Ma respiration est haletante et j'ai le sang qui bat dans les tempes. Pourquoi rien ne se passe comme je le voudrais ? Les méchants ne gagnent pas normalement. Ce n'est pas censé se passer comme ça. Lonis tente de se rapprocher prudemment de moi mais je recule brusquement.

— Ne me touche pas, articulé-je en jetant un regard mauvais à ses doigts palmés. Après un silence, je lui demande : c'est toi qui m'a marqué, hein ? 

Il devient livide et détourne le regard, honteux.

— Kaya...

— C'était quand ? le coupé-je, toujours dans ma lancée. Voyant qu'il ne répond pas, je fouille dans ma mémoire, les seules fois où il m'a touché. Il y a eu cette fois, où il a été tabassé par trois étudiant ici-même. Mais non, c'était plus loin car j'étais déjà hantée par les rêves des abysses. Soudain, la réponse me vient. La première fois. Quand tu t'es présenté la toute première que j'ai vu à la cérémonie donnée par l'empereur pour mon anniversaire et que tu m'as rattrapé au moment où je tombais.

Je comprends que j'ai vu juste quand il sert la mâchoire.

— J'ai voulu à plusieurs reprises te parler mais... Milo m'en a empêché. Il m'a menacé de...

Je lève une main pour l'intimer de se taire.

— Je ne veux pas t'entendre te justifier.

— Pourtant il faudra bien qu'on parle, Kaya.

Lonis me dévisage d'un air implorant qui m'agace en tripotant le coin de la couverture de son manuel de Droit. La première sonnerie retentit, stridente, dans les couloirs, annonçant le début imminent du cours suivant.

— Vous devriez être en chemin pour votre prochaine heure de classe, Certessa, me fait rappelle Panalpir en s'avançant dans le couloir, l'œil perçant.
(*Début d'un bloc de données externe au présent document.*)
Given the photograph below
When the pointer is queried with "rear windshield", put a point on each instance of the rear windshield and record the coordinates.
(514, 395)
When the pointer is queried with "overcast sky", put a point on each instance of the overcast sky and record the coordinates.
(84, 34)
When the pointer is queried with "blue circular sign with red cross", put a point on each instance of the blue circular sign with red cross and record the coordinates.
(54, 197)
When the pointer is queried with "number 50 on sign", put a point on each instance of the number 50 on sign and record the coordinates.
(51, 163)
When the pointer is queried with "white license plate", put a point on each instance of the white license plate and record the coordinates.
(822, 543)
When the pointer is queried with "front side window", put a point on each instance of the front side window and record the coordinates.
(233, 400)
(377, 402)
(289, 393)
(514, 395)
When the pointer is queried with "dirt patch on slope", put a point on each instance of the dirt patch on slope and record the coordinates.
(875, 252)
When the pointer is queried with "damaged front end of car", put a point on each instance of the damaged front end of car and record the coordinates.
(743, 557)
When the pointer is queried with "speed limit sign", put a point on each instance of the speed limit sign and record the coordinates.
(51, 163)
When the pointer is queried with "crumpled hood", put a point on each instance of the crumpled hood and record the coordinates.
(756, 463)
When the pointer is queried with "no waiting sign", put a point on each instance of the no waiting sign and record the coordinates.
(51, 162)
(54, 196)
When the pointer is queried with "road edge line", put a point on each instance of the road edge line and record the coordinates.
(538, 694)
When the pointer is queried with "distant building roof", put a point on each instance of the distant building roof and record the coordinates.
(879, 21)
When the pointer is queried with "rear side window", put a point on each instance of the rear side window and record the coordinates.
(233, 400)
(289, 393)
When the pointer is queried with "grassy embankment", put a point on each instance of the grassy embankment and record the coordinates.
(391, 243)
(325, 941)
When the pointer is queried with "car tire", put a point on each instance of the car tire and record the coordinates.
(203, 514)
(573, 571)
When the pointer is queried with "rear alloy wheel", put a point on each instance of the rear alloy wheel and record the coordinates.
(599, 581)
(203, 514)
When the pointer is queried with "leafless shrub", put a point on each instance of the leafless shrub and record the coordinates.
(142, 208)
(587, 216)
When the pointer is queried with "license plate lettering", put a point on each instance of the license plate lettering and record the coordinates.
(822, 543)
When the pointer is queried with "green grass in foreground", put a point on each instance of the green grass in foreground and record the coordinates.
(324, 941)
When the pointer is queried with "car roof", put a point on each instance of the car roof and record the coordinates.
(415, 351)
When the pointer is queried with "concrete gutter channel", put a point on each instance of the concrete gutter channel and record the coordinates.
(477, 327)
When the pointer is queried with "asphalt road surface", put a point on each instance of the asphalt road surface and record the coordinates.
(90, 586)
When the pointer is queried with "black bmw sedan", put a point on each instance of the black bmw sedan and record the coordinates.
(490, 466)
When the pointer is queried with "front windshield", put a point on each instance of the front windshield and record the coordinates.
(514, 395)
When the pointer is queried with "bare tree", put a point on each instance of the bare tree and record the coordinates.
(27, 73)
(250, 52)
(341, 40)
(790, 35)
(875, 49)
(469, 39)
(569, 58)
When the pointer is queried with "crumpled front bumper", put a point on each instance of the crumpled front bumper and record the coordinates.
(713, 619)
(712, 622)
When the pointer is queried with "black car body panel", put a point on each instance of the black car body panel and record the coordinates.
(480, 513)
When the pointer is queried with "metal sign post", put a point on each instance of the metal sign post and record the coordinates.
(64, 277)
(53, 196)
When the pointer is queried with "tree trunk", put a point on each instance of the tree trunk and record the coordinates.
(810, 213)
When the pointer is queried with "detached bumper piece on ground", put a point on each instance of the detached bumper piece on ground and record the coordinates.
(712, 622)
Je l'ignore froidement et repars sans cesser me prendre soin de respirer puis d'expirer lentement. Un exercice que Orphyll m'a donné à faire dès que je sens mon khor s'emballer. Je dévale les derniers escaliers avant d'atteindre le rez-de-chaussée et pousse la porte. La pluie tombe fort, couvre les voix et les bruits de dehors. Je reste collée contre le mur de l'Institut, protégée de l'eau par son toit. Le vent souffle, siffle et fait voler la jupe de ma tunique. J'hésite à finalement rentrer me mettre à l'abri à l'Institut. Je suis censée finir dans deux heures selon mon emploi du temps alors Lhinck ne sera pas là avant un moment. Une jeune femme aux cheveux épais et noirs court dans ma direction, ou plutôt celle de l'Institut avec un parapluie. Je reconnais Petra Prynix qui, depuis la mort d'Emi Golkindor, est souvent seule. Mais aujourd'hui, elle est accompagnée des frères jumeaux Gordon et Endrix Prynix.

— Kaya ? s'étonne-t-elle en refermant son parapluie. M. Rak n'est pas revenu finalement ?

— Si, je n'y vais juste pas.

Endrix émet un sifflement admiratif en me lançant une œillade et son frère, qui a failli me tuer ma première année à l'Institut, envoie ses très longs cheveux noirs et fins en arrière tout en évitant de me regarder, comme toujours.

— On change de camp alors ? Où est passée l'élève studieuse ? me taquine Endrix qui passe une main, d'où s'échappe de la fumée, sur ses vêtements qui sèchent instantanément.

— Ça n'a rien à voir, grommelé-je.

— Laisse-la tranquille. Perdre quelqu'un qu'on aime, c'est horrible, dit Petra, les yeux brillants de tristesse. Emi était ma meilleure amie et savoir qu'on l'a assassinée est insupportable. Alors je te comprends, Kaya.

Elle prend ma main et y exerce une pression affectueuse, me laissant sans voix. Petra et moi n'avons jamais été en très bons termes. Elle me lâche et pousse la porte pour s'engouffrer dans l'enceinte de l'établissement. Gordon la suit mais Endrix referme derrière et laisse vagabonder son regard noir sur mes courbes pourtant plus très alléchantes et osseuses.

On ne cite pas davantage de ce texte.